Eureka! How Danoners’ light bulb moments drive our vision

Danone’s history is one of pioneers, and one of a quest to develop a progressive corporate model that places economic success and social progress at its heart. This culture is carried on through the years by personalities who embody this vision. Since 1998, Anne Thévenet-Abitbol oversees Prospective & New Concepts. We met with Anne to hear about how she puts her ideas to work to make sure that Danone stays ahead of the curve.

You’ve been spearheading alternative approaches to innovation at Danone for about 20 years now. What was your most recent undertaking and how did it come about?

One of my recent initiatives was in favor of diversity and openness. In 2014, amidst a wave of backlash against migrants traversing Europe to escape war-torn areas, I had an idea. To open up people’s taste and curiosity, I wanted to tell the story of other people and cultures. My trojan horse, you ask? None other than Danone’s flagship product: yogurt. This is how “Les Danone du Monde” (“The Danone of the World”) came to be. The yogurts, a metaphor for the diversity of humankind, range from the Indian Lassi and Turkish Ayran to the Greek Straggisto, Icelandic Skyr, and Lebanese Laban.

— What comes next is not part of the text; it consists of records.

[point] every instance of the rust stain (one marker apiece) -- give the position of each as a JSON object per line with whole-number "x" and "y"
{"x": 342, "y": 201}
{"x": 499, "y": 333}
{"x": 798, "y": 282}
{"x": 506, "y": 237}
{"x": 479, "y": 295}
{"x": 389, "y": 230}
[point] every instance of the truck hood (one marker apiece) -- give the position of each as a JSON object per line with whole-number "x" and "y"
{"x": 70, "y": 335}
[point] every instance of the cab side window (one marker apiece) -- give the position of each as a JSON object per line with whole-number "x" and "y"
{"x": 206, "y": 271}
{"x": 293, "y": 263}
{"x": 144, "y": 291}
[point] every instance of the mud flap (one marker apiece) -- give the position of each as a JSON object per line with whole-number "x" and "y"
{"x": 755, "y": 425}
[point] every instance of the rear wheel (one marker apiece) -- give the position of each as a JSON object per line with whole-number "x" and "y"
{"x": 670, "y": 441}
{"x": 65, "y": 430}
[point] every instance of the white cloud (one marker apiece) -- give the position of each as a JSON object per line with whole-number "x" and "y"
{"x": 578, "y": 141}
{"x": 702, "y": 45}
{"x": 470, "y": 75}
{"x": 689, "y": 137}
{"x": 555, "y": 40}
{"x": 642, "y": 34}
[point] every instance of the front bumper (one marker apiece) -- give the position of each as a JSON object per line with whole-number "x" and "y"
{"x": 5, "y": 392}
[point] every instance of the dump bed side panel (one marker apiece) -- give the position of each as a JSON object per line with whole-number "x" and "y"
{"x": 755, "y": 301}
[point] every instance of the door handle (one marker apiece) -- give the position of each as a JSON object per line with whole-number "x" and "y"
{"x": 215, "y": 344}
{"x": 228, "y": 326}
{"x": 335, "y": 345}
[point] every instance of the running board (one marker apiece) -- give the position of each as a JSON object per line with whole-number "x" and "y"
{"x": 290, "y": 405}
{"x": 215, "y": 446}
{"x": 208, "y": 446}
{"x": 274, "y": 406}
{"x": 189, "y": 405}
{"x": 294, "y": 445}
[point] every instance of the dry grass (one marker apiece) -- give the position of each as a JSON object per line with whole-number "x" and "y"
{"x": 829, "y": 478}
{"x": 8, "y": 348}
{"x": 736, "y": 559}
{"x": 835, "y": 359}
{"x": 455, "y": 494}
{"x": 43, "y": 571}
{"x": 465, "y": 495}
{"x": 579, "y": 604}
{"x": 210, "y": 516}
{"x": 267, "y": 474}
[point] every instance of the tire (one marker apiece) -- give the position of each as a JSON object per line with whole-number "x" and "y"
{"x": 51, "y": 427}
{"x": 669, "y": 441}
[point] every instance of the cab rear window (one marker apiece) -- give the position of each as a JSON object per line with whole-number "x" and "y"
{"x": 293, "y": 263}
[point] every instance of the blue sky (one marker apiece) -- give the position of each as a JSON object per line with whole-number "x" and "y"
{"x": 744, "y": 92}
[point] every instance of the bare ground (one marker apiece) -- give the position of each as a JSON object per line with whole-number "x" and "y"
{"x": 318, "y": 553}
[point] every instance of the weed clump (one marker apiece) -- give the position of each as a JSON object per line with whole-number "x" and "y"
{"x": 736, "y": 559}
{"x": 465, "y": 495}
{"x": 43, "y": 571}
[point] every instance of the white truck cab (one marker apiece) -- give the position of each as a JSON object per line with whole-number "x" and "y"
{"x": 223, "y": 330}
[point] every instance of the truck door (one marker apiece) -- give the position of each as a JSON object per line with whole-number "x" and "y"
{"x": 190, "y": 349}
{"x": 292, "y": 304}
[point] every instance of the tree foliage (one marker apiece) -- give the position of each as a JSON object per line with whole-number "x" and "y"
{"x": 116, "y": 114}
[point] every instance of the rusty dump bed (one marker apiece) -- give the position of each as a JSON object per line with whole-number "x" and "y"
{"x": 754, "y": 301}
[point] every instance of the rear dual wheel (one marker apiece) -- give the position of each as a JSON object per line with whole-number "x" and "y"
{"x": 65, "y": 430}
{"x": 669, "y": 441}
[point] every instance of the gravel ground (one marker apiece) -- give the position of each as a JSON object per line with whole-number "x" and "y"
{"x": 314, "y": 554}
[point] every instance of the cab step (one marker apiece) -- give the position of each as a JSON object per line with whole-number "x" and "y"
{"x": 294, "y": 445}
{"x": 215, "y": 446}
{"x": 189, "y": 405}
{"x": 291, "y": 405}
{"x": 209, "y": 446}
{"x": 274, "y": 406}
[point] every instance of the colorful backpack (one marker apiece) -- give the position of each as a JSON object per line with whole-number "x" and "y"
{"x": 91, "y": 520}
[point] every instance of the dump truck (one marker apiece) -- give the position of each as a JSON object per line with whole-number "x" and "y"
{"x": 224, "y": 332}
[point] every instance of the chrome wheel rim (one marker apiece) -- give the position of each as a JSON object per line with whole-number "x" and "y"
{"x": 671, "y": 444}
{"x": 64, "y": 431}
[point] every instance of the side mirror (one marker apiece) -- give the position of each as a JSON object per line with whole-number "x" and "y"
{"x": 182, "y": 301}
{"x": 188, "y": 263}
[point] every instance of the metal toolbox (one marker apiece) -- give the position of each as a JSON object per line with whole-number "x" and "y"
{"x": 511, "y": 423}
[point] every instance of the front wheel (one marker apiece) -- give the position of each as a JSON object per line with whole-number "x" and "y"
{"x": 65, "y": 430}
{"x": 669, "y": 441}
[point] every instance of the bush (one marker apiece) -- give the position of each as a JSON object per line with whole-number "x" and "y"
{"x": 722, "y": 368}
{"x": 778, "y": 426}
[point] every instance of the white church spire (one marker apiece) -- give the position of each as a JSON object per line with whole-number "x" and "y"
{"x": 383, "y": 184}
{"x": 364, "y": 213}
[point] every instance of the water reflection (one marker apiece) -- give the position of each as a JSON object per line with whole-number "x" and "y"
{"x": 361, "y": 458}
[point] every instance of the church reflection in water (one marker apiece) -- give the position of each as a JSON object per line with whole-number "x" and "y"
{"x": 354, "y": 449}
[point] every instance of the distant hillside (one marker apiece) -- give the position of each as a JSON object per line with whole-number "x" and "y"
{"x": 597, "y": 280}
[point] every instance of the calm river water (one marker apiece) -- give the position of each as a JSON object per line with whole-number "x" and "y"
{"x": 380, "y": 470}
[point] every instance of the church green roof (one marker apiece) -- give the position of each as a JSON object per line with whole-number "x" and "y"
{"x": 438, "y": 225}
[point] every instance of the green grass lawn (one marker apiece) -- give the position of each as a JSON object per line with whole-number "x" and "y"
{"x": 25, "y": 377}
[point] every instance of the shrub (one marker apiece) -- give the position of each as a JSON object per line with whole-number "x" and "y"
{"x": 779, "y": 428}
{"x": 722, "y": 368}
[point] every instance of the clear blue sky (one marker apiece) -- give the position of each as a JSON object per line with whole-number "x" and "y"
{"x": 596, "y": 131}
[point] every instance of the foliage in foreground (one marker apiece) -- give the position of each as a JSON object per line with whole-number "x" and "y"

In 2006, you co-led an intrapreneurship project in favor of responsible resource management. What were some of the challenges you faced and how did you overcome them?

In 2006, upon learning that 40% of the organic milk produced in France was wasted, I took a stance on this very issue by launching Danone’s organic brand “Les 2 Vaches”. This initiative also happened to help Danone expand its organic offering in France, which only drove me further. And for this vision to become a reality, I built bridges with farmers, distributors, and anyone with stakes in the organic food industry. And the reticence that some of my interlocutors felt about the sincerity of my desire to join the organic food movement – being the representative of one of the world’s largest food companies – only made my commitment stronger. Frankly, at the time, people in the industry saw us like a bull in a China shop. I simply beat the pavement to convince the general opinion that Danone was serious about going organic. We even went as far as braving the Paris public transport system dressed as cows, as part of a low-cost marketing campaign we bootstrapped.

What other areas have you explored as part of your work at Danone, and how do you make sure Danone stays ahead of the curve?

My commitment stretches beyond launching innovative products, my belief in shaking up the status quo for greater good extends to various other fields. For example, I’m behind initiatives such as EVE, which seeks to improve gender equality through leadership, at Danone and 30+ other companies. Often times, I’ll draw a link between what is happening in the world around me and Danone’s DNA, generally on topics that are very dear to me. These ideas then become essential to my thought process, and I would be ready to move mountains to have them come to life. Along my path, what I am most grateful for is the dedication of the people and teams who helped turn each of my visions into reality.